Purtroppo i segnali ci sono. Ad esempio nel lavoro stagionale. Per cui dilaga il lavoro grigio: solo una parte di retribuzione ufficiale e l’altra al nero. Una pratica indegna, perché è inaccettabile che chi lavora non abbia piena copertura contributiva e assicurativa. E perché se il lavoro c’è si devono utilizzare i regolari contratti stagionali di settore, non ricorrendo impropriamente al lavoro a chiamata per aggirare le regole.
Lo stiamo riscontrando nel commercio e nella ristorazione, dove il contratto a chiamata è utilizzato per coprire il nero. Ce ne siamo accorti perché molti lavoratori ci hanno detto che gli è stato consigliato di fare domanda per il bonus di ultima istanza e non per la cassa integrazione, così avrebbero ottenuto di più. Ad una verifica, è venuto fuori il motivo: con solo una parte delle ore effettivamente lavorate caricate sul portale Inps, è chiaro che avrebbero avuto un’indennità di cassa integrazione irrisoria rispetto al bonus. Fenomeni di elusione/evasione contributiva e assicurativa che abbattono il costo del lavoro, ma anche le tutele per chi lavora. Fenomeni ai quali si aggiungono le pressioni dei datori di lavoro nei confronti dei dipendenti per passare a partita Iva. O il ricorso esorbitante al lavoro in affitto attraverso le agenzie di somministrazione, coi datori di lavoro che pensano così di liberarsi la coscienza.
D’altra parte, quando il governo Gentiloni rese obbligatoria la comunicazione preventiva via Sms per fruire dei voucher (Prest.O). Questi furono sostituiti dal boom del lavoro a chiamata, perché consente di posticipare la comunicazione e di eludere così i controlli degli organi ispettivi.
A parere del sindacato – sottolineano Renzetti, Milani e Capponi – è sin troppo evidente che in questo paese di flessibilità del lavoro ce n’è in eccesso. E che non è quella la strada da battere per uscire dalla crisi. La scelta fatta ieri dal Governo di regolarizzare i clandestini sfruttati al nero in agricoltura è invece un passo avanti. Ed è incoraggiante che si sia rotto finalmente un tabù che in Italia per troppi anni è stato una vergogna. Ma nelle nostre campagne il vero problema è il lavoro grigio. Il 90% degli operai agricoli assunti regolarmente sono italiani. Ma se crei meccanismi che alimentano lo sfruttamento, come i voucher, incentivi il ricorso al lavoro nero e grigio. Quindi all’elusione fiscale e contributiva. Dove c’è carenza di manodopera, quindi, non c’è bisogno di voucher. E il reddito di cittadinanza è già di per sé uno strumento di inserimento al lavoro.

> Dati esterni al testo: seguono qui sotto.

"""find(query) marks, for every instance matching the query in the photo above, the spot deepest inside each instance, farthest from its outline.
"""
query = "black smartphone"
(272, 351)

Per il sindacato – concludono i tre segretari – il lavoro rimane fattore di libertà e emancipazione. Se qualcuno pensa, come teorizzavano a metà ottocento, che sia una merce a basso costo per uscire dalla crisi e innescare la ripresa economica. Allora è bene sappia che noi non cederemo. Dare diritti a chi non ne ha non equivale a sottrarli ad altri, ma significa togliere terreno all’economia illegale che prospera dove non ci sono diritti e vige la legge della giungla. L’obiettivo pertanto dev’essere incentivare il lavoro agricolo di qualità e coltivare una cultura permanente della legalità per tutti, italiani e non, contro ogni forma di sfruttamento e di concorrenza sleale. Chi non ha capito, si prepari a una mobilitazione vasta con proteste durissime. Al cui confronto quelle viste in queste due ultime settimane da parte di alcune categorie, sembreranno delle scampagnate».